After a couple of weeks of sleepless nights, she’s noticed that her tiredness
is affecting both her mood and her productivity on the job. To make matters worse,
she’s becoming anxious about her inability to sleep. Despite feeling extremely
tired, sleep is proving elusive - and she has no idea what to do.
Take a look at your life and sleeping habits to see what might be causing your insomnia.
Sometimes the answer might be as simple as getting some dark shades to block out light
or eliminating a nightcap before bed.
For comprehensive information about how daily habits and your sleep environment
can cause sleepless nights, as well as simple steps to change them, visit Sleep
Tips.
Food, drink and medications
What you eat and drink during the day can affect your sleep at night. Too much caffeine,
smoking, and alcohol before bed all contribute to poor sleep. Additionally, some prescription
medications can interfere with sleep. Ironically, if not managed carefully or stopped
abruptly, sleep medications can cause rebound insomnia.
Your sleep environment
Your room may be too bright. Or excess noise during the night may be waking you frequently.
A quiet dark environment is best for sleep.
Your daily habits
Too much stimulating activity before bed, be it vigorous exercise or watching violent
stories and images on the nightly news, can make it hard to sleep. TV is best avoided
altogether.
Your mental and physical condition
Life stress, like a new job, family conflict, or financial worries can keep you up
at night. Or you may have a disease where sleeplessness is a common symptom. Chronic
pain may also be keeping you awake.
You might find it very difficult to wind down at the end of the day. How can you stop
thinking about tomorrow’s big deadline, or worrying about an ill parent who is
steadily getting worse? Relaxation and stress management techniques can help quiet
your mind and improve your sleep. They do require some practice and time, but the benefits
are better sleep and better health without the side effects of sleep medications.
Insomnia treatment tips I: Relaxation and stress management
In general, the more relaxed you are before bed, the better your sleep will be. Aside
from engaging in quiet activity before bed, the following relaxation and stress management
techniques can help you enter a more relaxed state. Consistent practice will help you
to relax even when you are thinking about a stressful event.
To learn more about the techniques listed below, including scripts and practical
tips for practicing, see Relaxation and Meditation Techniques in Related
Links below
Engaging your mind in counting or spelling
Try your own variation of “counting sheep”. Engage your mind in something
unimportant like spelling or counting backwards can help you relax.
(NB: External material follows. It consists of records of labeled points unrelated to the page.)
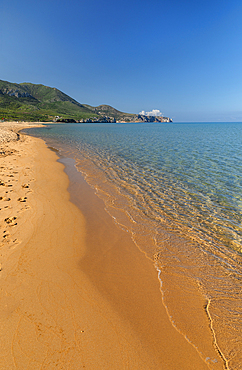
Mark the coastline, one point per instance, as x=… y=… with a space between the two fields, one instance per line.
x=74 y=298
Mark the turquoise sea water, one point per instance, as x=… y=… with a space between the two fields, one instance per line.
x=178 y=189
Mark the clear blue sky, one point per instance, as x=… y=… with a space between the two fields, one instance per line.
x=183 y=57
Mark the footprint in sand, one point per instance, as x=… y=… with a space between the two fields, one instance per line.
x=10 y=221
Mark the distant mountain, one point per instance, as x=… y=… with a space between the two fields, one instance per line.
x=31 y=102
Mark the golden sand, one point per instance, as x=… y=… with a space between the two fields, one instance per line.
x=75 y=291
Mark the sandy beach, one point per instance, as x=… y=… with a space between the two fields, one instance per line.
x=72 y=294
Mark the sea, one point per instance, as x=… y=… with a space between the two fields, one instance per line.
x=177 y=188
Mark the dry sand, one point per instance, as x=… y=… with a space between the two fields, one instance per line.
x=75 y=291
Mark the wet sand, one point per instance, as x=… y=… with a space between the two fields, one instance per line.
x=75 y=290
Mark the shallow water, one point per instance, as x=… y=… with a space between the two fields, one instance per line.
x=178 y=189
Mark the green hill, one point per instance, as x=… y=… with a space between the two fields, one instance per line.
x=31 y=102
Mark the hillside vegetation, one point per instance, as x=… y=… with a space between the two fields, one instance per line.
x=31 y=102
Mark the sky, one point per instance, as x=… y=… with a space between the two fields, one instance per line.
x=180 y=57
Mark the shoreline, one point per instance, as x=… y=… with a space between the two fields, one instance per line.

The secret is to
numb your brain by making it perform a dull, boring task.
Abdominal breathing
Most of us don’t breathe as deeply as we should. When we breathe deeply and
fully, involving not only the chest, but also the belly, lower back, and ribcage, it
can actually help our parasympathetic nervous system, which controls relaxation. Close
your eyes, and try taking deep, slow breaths, making each breath even deeper than the
last. Breathe in through your nose and out through your mouth. You can try making each
exhale a little longer than each inhale.
Progressive muscle relaxation
Progressive muscle relaxation is easy to do. Lie down or make yourself
comfortable. Starting at your toes, tense all the muscles as tightly as you can. Then,
after tensing, completely relax your muscles. Continue to do this for every muscle
group in your body, working your way up from your feet to the top of your head.
Visual imagery
Close your eyes and imagine a place or activity that is calming and peaceful for
you. It could be a beach of warm sand, or your childhood bedroom, or the image of yourself
golfing or horseback riding. Concentrate on how relaxed this place or activity makes
you feel, and “remain” in this imaginary place until you can completely
wind down from your day.
Guided relaxation
Guided relaxation can be very helpful in learning relaxation techniques. It involves
a script that you follow step by step to relax. It may include a combination of deep
breathing, muscle relaxation and visual imagery. Listening to a script before bed is
a good way to incorporate several techniques. An example of guided relaxation is autogenic
training, specific exercises that can make your body feel warm, heavy, and relaxed.
Meditation
Meditation has been proven to induce deep relaxation, which can in turn reduce insomnia.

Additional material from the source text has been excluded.